Should the deck evolve throughout the campaign? i.e. any changes to the deck the player has made during an episode are carried over to the next one.


This game is about a fictional 90s TV show. Generally, characters did not evolve much over their time on 90s TV shows, so if I want the game mechanisms to reflect the theme, then the individual character decks should reset at the beginning of every mission (episode). I feel like that would frustrate players though, You have just got an awesome combo that you feel smart about working out and then it is taken away from you. The other thing would be remembering the cards you now have in your deck. I've been playing a lot of Dream Quest and Slay the Spire as research for Spaceship 47 (both of which are great games by the way) and one thing that frustrates me about the deck resetting for each of your runs is that you've spent so long with a certain useful card in your deck and then you start without it, but you still think it is in there and so it stuffs up your strategy. (maybe this only happens to me?), So I feel like to increase player enjoyment, the deck should save its progress for the 12-episode campaign.

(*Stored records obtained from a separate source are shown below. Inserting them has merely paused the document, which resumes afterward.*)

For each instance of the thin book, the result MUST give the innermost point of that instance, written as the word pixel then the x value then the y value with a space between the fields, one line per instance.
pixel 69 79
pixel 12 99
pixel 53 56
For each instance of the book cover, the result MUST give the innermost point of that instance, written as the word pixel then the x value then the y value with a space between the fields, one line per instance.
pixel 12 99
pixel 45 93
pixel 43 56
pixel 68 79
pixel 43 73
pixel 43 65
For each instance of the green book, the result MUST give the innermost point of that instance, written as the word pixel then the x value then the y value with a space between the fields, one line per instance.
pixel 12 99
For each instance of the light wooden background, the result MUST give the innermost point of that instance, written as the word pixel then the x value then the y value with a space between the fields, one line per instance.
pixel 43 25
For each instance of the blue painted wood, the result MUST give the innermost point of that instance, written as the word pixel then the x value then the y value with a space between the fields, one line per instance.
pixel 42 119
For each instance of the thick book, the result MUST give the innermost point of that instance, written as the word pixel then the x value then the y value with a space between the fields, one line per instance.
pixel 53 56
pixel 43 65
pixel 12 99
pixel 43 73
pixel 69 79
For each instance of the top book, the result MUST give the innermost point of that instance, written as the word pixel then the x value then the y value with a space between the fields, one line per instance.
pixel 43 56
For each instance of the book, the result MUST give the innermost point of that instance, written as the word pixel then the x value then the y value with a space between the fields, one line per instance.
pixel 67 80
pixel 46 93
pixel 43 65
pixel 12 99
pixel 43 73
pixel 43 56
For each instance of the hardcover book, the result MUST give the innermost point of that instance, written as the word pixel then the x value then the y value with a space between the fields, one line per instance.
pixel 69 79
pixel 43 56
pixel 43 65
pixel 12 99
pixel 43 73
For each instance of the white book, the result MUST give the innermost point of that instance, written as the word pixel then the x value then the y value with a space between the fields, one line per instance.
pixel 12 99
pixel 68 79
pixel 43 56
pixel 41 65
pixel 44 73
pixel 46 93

However, having the character evolve over the season (campaign) does not feel thematic to me. I also feel it ruins the strength of deck builders to help represent an episodic TV show - the arc of the deck builder (starting out with crap cards, upgrading them so you can overcome your challenge) equaling the arc of a TV show (start out not knowing what the hell is going on, before you acquire the tools - information/technology etc. - to be in a position to overcome the challenge).


So what do you guys think? Let me know whether you think that the individual character decks should reset at the beginning of every mission (episode)?